One important detail I didn't mention in yesterday's post on converting between XML and HTML was the "disable-output-escaping" attribute. Using disable-output-escaping="yes" causes the result of the transform to keep "< " and "&" in the resulting document. Otherwise, they get turned in to < and &. You may have found that HTML tags, <, and & all get stripped from your XML every time you do a transform.

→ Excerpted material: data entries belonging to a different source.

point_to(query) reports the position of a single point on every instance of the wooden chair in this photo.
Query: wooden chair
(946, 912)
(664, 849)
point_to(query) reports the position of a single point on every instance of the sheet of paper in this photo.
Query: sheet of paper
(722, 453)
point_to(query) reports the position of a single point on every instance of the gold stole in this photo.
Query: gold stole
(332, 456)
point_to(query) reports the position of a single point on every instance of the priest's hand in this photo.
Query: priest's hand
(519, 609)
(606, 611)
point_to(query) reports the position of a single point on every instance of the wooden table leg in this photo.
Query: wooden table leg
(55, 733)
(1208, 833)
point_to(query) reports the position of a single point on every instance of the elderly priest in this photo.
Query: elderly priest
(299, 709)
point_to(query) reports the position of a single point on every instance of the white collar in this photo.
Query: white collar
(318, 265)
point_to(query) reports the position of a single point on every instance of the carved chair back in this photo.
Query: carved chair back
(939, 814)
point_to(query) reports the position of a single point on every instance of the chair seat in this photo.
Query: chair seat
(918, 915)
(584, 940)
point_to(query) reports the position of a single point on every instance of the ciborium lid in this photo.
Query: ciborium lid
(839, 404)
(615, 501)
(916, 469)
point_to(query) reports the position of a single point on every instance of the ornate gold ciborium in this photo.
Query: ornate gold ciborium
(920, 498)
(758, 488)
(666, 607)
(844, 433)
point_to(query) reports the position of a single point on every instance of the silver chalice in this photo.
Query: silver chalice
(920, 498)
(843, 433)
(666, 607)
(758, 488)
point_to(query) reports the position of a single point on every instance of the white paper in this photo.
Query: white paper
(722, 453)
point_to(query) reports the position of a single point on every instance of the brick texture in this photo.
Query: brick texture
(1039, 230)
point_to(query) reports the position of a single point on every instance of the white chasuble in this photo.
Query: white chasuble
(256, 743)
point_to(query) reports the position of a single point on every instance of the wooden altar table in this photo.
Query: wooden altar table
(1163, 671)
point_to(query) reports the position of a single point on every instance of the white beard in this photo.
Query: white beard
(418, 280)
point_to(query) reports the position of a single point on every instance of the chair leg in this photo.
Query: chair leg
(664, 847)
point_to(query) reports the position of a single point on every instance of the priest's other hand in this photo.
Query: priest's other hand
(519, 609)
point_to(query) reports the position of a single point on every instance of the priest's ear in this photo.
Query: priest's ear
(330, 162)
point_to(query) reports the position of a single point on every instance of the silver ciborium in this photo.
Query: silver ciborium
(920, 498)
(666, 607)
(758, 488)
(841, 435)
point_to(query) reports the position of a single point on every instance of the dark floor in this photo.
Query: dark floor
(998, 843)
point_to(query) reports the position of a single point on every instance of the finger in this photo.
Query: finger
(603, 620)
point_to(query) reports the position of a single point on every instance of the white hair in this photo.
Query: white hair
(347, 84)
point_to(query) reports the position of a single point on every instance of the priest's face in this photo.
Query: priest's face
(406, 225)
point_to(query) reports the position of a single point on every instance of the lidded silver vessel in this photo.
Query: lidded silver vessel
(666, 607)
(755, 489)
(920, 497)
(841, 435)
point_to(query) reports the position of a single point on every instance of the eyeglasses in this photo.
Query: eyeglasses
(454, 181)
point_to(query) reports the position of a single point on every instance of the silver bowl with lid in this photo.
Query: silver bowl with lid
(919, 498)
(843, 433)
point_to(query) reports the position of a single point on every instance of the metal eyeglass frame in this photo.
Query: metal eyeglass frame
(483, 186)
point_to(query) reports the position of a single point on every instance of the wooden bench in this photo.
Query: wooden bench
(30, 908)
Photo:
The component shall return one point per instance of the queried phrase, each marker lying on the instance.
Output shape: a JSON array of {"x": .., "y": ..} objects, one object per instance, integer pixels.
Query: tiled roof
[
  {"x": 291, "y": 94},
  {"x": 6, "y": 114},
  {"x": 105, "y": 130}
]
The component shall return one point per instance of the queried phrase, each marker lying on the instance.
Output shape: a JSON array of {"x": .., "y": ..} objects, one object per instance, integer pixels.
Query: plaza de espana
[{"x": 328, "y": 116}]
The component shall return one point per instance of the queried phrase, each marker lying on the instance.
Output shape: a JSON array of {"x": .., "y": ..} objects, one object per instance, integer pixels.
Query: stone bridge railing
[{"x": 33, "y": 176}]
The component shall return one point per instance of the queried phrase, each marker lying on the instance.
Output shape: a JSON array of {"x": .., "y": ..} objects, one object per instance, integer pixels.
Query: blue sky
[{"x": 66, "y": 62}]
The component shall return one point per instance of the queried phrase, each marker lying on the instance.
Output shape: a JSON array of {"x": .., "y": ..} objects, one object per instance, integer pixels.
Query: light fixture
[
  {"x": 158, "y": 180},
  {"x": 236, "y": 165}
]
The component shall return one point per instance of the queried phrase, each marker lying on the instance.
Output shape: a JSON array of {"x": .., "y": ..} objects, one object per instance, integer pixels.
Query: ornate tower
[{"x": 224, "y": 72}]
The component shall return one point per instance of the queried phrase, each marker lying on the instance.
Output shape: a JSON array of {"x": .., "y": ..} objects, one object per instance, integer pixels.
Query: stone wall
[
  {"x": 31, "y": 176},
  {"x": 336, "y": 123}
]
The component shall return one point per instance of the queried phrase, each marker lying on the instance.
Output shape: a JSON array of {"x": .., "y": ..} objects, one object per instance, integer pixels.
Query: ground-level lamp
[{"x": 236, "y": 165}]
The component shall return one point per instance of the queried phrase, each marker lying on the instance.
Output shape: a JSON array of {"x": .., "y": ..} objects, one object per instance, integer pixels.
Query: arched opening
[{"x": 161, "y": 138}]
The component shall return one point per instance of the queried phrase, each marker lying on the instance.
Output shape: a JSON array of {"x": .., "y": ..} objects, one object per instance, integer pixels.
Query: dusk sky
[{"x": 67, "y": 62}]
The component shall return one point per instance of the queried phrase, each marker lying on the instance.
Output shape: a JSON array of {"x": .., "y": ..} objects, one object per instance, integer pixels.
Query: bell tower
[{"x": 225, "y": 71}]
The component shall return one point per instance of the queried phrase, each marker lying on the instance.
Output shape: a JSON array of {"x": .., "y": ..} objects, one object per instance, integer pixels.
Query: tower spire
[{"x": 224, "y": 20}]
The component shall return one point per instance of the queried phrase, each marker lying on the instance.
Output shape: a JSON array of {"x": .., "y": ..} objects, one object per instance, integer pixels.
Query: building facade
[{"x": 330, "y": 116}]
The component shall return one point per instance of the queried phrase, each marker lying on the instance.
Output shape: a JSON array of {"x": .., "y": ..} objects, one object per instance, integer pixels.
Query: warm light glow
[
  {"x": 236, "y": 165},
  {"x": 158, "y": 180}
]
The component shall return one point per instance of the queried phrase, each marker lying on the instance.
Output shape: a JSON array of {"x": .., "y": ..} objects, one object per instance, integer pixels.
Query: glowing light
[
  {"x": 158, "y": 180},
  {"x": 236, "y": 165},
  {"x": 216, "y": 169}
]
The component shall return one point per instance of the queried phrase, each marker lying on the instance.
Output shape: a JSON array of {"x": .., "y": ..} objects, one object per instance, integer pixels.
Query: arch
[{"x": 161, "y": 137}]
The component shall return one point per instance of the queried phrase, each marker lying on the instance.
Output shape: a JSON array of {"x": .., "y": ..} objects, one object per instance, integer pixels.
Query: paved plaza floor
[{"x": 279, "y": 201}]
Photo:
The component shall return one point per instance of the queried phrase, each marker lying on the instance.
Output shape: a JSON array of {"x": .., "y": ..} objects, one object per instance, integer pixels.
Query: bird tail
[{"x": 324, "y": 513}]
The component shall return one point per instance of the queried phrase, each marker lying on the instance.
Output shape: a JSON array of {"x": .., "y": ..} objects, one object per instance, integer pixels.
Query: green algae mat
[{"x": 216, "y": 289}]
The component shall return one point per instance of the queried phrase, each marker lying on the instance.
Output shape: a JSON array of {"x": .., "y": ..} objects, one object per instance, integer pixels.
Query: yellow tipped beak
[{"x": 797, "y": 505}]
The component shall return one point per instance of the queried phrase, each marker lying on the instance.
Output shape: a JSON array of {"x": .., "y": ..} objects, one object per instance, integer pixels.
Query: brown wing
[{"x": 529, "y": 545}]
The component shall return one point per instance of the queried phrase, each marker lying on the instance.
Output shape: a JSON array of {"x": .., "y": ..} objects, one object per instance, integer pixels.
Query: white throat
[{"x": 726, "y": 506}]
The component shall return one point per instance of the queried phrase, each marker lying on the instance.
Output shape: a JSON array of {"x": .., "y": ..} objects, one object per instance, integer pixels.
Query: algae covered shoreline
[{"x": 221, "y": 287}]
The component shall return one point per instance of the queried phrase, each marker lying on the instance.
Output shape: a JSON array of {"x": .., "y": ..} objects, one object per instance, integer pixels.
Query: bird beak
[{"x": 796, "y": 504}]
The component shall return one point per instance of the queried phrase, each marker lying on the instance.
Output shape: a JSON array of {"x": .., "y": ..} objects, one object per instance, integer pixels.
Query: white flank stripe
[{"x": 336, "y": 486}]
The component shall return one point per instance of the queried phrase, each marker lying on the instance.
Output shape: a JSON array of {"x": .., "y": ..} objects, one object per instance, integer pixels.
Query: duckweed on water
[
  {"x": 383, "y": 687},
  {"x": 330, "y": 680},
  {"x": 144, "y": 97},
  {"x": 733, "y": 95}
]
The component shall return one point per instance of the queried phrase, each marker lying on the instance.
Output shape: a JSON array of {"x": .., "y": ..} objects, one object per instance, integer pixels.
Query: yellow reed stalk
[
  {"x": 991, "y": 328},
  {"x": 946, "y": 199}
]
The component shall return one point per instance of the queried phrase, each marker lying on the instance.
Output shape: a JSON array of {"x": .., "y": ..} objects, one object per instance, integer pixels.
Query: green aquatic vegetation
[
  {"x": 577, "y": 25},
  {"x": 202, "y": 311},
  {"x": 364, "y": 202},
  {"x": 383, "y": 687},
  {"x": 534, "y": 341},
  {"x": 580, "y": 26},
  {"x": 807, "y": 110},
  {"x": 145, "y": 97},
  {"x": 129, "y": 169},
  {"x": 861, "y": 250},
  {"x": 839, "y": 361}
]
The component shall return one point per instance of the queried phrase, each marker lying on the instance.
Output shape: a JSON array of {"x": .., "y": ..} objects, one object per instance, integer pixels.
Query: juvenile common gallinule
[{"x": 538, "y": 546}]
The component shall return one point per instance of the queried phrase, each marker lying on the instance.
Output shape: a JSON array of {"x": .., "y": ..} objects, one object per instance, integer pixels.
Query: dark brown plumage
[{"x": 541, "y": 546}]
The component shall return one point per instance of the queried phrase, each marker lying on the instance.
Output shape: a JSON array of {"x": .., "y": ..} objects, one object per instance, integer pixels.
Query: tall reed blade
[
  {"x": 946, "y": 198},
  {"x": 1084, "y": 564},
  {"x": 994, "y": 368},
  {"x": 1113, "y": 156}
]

This happened to me and I fought with disable-output-escaping="yes" and tried enclosing my HTML tagged parts (the section from yesterday's examples) in a CDATA block. You need to use both to get your HTML tags to come through unaltered. In the XML, use a CDATA block for the section that uses tags you want to be carried through (not processed as XML or stripped). To do this with the fruit review, the XML would look like this:
<review>
<![CDATA[
Grapes can be <i>green or <b>purple</b>
]]>
</review>
Notice I used the old <i> and <b> tags, not the XHTML <strong> and <em> tags to emphasize where this should be applied. The HTML inside the CDATA section is treated as just a big text string, XML tags inside the block won't be processed. That's why it's great as an
intermediate step for moving your site toward a purely XML based format. When you're ready to start handling the formatting of all your content with HTML, then you can start doing that with new documents and minimize redoing old content when there's not so much benefit.
To recap, since the CDATA block causes < and & to be allowed into the transform, then disable-output-escaping="yes" can see those characters and output them in the final document. The result is XML transforms where you need them, dumb old text copying where you don't.